Christian Lembach's Pedalboard #1
We were lucky enough to swoop in to producer/engineer Ryan Boesch's Candor Recording while Whores tracked their new album. (Lembach does admit to traveling with a lot of pedals, but this amount is insane and for studio shenanigans.)
To try to make sense of this plethora of pedals, let's start at the end. Christian divides his pedalboards into two paths. The A loop is everything except what's in loop B. The B loop is the always-on, menacing combination of the ZVEX Super Hard On ("SHO" as Lembach calls it) and the green, tall "bubble font" Russian Big Muff. "That combination is literally on every song we've ever recorded and is used on every song we perform. It's the reason this band exists," he says.
Lembach has it set up this way so he can go from any sound conjured in the A loop to the aforementioned destructive duo on a dime. (In the next photo, you'll see a small, non-descript gray box in the lower-right corner that switches between A and B loops.) Everything else on this board (lower right) includes a pair of Devi Ever FX stompbox (a Soda Meiser and a Bit: Legend of Fuzz), a ZVEX Box of Metal, signature IdiotBox Effects Whores Fuzz/Filter, and an original Electro-Harmonix POG. A Morley ABY box switcher commands the Marshalls.

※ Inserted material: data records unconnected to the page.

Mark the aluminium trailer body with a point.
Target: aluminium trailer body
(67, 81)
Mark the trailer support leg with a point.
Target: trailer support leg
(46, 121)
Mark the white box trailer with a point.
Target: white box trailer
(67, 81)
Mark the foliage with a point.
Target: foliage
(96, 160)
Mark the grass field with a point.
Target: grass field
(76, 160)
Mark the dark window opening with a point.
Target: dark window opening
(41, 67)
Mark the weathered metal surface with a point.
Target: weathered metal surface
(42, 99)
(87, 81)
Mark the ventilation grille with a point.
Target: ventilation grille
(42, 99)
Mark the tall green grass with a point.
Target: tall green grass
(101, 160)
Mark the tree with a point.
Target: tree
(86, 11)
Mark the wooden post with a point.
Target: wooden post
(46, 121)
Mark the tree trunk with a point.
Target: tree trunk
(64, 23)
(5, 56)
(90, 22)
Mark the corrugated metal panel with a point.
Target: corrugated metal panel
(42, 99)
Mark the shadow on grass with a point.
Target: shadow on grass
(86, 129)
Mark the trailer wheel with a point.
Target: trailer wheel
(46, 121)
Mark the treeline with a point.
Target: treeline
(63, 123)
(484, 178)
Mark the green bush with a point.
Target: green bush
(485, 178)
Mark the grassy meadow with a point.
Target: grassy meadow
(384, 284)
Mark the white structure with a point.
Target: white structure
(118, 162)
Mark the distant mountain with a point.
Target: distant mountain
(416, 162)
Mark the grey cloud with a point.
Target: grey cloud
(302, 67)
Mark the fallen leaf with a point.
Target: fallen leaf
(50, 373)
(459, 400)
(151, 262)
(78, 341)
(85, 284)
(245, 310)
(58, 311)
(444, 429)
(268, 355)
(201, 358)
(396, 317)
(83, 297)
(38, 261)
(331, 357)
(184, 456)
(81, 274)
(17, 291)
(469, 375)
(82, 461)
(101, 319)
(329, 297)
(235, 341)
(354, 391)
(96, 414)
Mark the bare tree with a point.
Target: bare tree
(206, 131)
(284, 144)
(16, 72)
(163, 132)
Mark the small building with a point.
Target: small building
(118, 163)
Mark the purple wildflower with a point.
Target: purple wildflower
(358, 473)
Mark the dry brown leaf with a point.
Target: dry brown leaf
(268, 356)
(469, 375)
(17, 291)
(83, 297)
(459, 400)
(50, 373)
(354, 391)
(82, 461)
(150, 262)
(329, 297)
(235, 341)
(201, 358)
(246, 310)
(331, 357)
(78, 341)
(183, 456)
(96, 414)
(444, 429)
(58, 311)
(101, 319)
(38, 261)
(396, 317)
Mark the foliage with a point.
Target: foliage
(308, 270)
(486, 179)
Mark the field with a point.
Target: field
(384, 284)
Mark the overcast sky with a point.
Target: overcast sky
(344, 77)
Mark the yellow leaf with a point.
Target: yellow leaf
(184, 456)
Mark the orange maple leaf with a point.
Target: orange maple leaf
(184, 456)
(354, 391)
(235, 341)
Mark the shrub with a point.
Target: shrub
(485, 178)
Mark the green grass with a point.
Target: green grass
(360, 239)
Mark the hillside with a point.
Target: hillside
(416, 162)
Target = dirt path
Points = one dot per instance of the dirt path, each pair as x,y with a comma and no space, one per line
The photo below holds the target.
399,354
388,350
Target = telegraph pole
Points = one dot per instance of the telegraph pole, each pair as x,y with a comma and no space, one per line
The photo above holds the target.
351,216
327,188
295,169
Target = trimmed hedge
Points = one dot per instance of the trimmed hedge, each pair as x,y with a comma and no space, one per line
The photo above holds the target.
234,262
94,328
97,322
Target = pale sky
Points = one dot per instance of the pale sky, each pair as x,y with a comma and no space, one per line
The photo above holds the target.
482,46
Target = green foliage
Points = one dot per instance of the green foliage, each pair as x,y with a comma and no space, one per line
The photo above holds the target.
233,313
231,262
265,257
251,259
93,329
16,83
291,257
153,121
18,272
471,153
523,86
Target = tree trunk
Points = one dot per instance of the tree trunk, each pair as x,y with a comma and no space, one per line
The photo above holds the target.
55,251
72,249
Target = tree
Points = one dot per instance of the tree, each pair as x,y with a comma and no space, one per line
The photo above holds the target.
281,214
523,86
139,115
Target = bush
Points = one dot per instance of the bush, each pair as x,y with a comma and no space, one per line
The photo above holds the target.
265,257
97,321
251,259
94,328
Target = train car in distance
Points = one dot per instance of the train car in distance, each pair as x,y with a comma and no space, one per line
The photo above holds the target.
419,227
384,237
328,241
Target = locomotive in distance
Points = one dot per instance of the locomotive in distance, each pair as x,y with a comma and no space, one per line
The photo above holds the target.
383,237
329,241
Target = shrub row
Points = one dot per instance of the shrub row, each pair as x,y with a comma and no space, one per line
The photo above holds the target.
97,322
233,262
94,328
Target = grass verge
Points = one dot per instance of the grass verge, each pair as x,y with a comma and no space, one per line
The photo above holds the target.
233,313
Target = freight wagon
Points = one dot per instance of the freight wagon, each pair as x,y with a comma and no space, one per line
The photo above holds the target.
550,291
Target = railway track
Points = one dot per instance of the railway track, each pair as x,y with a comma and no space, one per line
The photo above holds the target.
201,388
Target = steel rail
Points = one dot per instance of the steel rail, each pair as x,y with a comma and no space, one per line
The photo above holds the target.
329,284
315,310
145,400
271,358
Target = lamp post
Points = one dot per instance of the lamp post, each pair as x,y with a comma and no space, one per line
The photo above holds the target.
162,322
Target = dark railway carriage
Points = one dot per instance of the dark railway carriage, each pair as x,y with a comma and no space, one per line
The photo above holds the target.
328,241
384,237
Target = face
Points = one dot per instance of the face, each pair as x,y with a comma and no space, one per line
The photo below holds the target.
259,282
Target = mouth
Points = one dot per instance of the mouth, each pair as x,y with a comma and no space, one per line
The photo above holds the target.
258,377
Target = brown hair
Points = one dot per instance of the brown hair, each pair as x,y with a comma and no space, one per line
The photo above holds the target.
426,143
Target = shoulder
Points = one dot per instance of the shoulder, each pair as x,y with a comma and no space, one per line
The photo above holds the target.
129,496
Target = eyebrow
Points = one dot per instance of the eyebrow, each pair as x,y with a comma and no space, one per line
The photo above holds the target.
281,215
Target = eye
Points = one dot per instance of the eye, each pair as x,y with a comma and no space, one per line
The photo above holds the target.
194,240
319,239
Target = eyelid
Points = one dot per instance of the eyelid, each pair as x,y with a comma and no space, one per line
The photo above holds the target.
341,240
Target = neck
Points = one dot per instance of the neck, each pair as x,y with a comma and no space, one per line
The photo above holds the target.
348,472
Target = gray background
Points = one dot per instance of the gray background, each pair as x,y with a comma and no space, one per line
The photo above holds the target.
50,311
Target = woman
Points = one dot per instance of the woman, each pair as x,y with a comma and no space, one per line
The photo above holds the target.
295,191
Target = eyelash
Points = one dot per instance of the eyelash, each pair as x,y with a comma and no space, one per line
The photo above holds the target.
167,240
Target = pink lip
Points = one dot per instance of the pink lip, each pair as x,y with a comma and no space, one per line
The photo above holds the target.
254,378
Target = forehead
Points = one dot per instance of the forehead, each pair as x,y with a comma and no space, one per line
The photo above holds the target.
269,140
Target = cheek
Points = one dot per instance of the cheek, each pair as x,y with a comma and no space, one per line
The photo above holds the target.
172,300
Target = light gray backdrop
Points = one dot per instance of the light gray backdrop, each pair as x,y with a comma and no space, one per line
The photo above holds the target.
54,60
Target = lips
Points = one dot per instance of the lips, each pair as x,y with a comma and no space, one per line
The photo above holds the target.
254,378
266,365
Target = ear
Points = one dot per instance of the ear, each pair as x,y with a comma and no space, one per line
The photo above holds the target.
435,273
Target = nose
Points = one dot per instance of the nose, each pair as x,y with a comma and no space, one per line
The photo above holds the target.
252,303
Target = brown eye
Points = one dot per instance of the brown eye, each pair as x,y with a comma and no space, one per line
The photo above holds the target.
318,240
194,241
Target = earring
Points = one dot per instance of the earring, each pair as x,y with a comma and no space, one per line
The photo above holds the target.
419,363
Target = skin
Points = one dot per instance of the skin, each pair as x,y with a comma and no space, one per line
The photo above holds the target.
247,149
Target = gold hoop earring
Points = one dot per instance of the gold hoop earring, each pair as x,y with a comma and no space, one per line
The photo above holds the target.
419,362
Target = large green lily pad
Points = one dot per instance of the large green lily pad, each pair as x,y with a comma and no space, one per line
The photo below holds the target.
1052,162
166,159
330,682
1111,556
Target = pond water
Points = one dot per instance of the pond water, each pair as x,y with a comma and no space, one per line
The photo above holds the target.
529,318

Christian Lembach's Pedalboard #2
Moving left, the pedal parade continues (bottom right) with a ZVEX Fuzz Factory, Jext Telez White Pedal (fuzz/overdrive), Spaceman Effects Sputnik III, and Chase Bliss Audio Automatone MKII Preamp. (Those last two pedals were both presents from his better half.) The middle row consists of a Caroline Guitar Company Somersault, EHX Micro POG, Boss NF-1 Noise Gate (because of Steve Albini), Keeley Nova Wah, and an Xotic AC Booster. And the top row starts with a Cusack More Louder clean boost, TC Electronic Ditto Looper, EarthQuaker Devices Hummingbird, Hungry Robot Pedals Stargazer (V1), Catalinbread Echorec, Dr. Scientist BitQuest, Alexander Pedals Radical Delay II Plus, JHS Stutter (small black box), an EHX Freeze, and an AMT Electronics Japanese Girl Wah. A Boss TU-2 Chromatic Tuner keeps his guitars in check. While he doesn't claim to have Eric Johnson's hear-the-difference-in-9V ears, Lembach does claim to distinguish differences between all his fuzzes and filters.
Christian Lembach's Pedalboard #3
This last board is specific to studio experimentation. It has an IdiotBox Effects Power Drive, Spiral Effects Yellow LM741 Overdrive, Bondi Effects Sick As Overdrive, Beetronics Swarm, seahagFX Zonk (clone), Jext Telez Dizzy Tone (OC44 transistors, for pedal nerds), and a Montreal Assembly Your and You're (fuzzy synth).